Friday, May 20, 2005

dreams and candles

while i sit at my computer for the better part of most days, i long to be outside. i want to be outside in the sun or the rain. i want to lie on the grass and look up at the clouds drifting by. i want to walk among the trees. anywhere, but here...

yet here i am, again, sitting, typing.

i dreamed i was pulled over by a cop, for speeding. i knew the cop, but he didn't want me to tell the other cops that i knew him. they made me get out my car, and they proceeded to tell me everything that was wrong with the car. then they tried to fix the problems, but the ended up making things worse. they acknowledged none of this, and sent me on my way.

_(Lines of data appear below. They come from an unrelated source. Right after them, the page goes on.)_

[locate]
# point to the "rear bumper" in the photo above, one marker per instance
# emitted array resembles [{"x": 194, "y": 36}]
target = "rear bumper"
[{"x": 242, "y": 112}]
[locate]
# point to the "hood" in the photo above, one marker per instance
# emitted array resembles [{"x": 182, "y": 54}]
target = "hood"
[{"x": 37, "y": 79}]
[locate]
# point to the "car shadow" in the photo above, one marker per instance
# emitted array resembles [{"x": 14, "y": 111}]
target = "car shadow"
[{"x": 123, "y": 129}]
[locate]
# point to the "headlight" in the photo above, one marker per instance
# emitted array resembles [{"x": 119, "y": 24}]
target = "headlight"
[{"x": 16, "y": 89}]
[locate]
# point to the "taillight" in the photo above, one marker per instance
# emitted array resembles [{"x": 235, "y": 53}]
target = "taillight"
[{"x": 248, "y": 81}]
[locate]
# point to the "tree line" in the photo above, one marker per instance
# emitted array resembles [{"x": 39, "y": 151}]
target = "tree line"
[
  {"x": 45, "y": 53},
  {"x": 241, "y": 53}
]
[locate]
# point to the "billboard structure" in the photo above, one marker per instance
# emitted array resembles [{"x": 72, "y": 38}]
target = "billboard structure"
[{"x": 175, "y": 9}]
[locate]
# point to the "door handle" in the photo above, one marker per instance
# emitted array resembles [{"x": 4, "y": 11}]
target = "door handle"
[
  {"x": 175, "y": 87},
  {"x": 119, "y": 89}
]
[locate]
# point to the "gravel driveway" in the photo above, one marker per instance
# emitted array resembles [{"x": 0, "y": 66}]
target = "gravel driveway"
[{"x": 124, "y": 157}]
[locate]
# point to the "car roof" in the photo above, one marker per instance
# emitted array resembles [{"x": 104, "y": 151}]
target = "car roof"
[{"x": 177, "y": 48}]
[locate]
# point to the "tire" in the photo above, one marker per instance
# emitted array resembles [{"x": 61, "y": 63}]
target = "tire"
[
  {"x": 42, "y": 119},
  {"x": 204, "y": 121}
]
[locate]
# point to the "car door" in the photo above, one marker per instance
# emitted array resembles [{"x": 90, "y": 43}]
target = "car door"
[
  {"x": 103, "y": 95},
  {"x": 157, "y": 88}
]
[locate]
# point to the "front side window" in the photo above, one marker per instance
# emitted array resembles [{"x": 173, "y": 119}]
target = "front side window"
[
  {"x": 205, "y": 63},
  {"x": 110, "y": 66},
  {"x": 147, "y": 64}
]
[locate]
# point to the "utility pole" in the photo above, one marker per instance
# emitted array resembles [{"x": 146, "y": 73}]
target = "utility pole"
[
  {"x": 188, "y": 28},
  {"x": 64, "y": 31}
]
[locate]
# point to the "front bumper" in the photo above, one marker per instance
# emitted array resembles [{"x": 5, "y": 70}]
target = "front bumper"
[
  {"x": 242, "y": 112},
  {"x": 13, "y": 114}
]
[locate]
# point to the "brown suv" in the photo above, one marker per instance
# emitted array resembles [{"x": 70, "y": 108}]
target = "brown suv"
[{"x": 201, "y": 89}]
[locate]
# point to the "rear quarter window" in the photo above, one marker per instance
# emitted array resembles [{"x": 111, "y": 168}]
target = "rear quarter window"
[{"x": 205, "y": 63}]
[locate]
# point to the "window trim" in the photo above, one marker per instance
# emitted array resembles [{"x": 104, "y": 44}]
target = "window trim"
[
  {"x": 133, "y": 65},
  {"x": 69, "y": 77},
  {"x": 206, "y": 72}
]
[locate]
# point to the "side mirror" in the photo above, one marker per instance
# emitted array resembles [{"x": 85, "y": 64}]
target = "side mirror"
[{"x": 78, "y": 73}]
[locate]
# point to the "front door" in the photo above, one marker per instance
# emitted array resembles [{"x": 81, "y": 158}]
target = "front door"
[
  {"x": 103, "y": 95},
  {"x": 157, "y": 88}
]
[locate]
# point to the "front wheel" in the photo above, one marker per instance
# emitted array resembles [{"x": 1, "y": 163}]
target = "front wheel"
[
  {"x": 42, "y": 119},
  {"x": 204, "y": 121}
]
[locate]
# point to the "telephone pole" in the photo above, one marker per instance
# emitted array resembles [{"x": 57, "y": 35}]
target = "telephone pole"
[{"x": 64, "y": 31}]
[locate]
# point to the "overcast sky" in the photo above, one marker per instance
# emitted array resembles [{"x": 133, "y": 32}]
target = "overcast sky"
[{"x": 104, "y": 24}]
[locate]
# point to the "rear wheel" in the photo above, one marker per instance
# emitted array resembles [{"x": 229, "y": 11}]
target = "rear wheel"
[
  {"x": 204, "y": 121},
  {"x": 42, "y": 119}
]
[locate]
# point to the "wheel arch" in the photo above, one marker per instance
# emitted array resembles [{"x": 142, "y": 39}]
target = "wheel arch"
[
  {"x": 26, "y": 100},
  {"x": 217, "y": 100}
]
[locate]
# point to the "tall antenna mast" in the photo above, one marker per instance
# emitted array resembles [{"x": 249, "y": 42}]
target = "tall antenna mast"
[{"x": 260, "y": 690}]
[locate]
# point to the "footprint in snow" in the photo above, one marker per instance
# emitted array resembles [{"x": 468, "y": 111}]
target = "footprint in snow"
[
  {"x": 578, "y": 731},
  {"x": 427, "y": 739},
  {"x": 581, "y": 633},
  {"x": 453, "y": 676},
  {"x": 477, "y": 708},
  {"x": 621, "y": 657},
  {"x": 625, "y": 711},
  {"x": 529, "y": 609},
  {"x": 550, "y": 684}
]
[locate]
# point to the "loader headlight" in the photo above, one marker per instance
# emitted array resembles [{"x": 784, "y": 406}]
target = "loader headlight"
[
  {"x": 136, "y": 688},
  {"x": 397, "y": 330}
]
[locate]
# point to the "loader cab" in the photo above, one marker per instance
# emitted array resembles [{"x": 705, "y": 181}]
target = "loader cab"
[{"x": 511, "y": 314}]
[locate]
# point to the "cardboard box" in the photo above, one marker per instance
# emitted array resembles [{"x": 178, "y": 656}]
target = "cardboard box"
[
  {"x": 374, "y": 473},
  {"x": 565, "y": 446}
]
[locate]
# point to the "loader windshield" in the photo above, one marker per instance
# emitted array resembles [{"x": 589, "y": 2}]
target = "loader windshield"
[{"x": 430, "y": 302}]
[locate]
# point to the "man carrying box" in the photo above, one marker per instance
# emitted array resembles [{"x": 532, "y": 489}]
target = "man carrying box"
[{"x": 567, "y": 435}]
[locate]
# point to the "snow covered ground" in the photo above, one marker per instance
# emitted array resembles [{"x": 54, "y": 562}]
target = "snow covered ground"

somewhere a candle burns with passion
though yielding no flame, its heat is unquestionable
a little secret
a little smile
a little reminder
if only it could talkit could tell me
of a wonderful journey.

Wednesday, May 04, 2005

my sunday ride on the road

this past sunday morning i went for a bike ride by myself. i hopped on my road bike and hit the country roads for a couple of hours. as luck would have it, i rode straight into the wind at first. this was a struggle, but a good workout. along the way, i rode alongside a guy who was heading in my direction. we chatted for a bit - he told me had qualified for the world duathlon championships in australia this fall, for his age group, which he noted to be 60-65. he didn't look that old. we rode together for about 10 minutes, then i left him in a parking lot where he took a break. he passed me later, zipping by at an alarming speed. i followed for a while, then we headed off in different directions. i saw him once more later, on my way home.

speaking of on my way home, i had the wind at my back, and it was effortless to ride so much faster. a few miles from home, the sky darkened. i wanted to do 50km, so i had to add a short loop, but in doing so, i ended up riding into the rain. and to my surprise, the SNOW. i made one turn and ended up almost getting knocked off my bike it was so windy. my face was getting pelted with ice pellets as i rode straight into the wind. fortunately, this only lasted a minute or two. i made it home, cold, tired and hungry.

one other note, i passed by this church - a mennonite church. there were at least 100 cars in the parking lot and they were all black. except for one red, and one white car (the rebels!). i've never seen so many black cars congregated.

Tuesday, May 03, 2005

good decisions

every day we make decisions, some good, some bad. this is how we learn, i guess. with each decision comes consequence. and things that happen to us force us to into making other decisions.

sometimes the right decision is the hardest to make. sometimes we'll find ourselves suffering through a decision we made, and it may not seem like we made the right choice. but if it's the right decision, everything will turn out - it just might take some time.

so i leave with the thought that sometimes, when things are left entirely up to me, i can still make the right decision. it feels good to know i've done the right thing.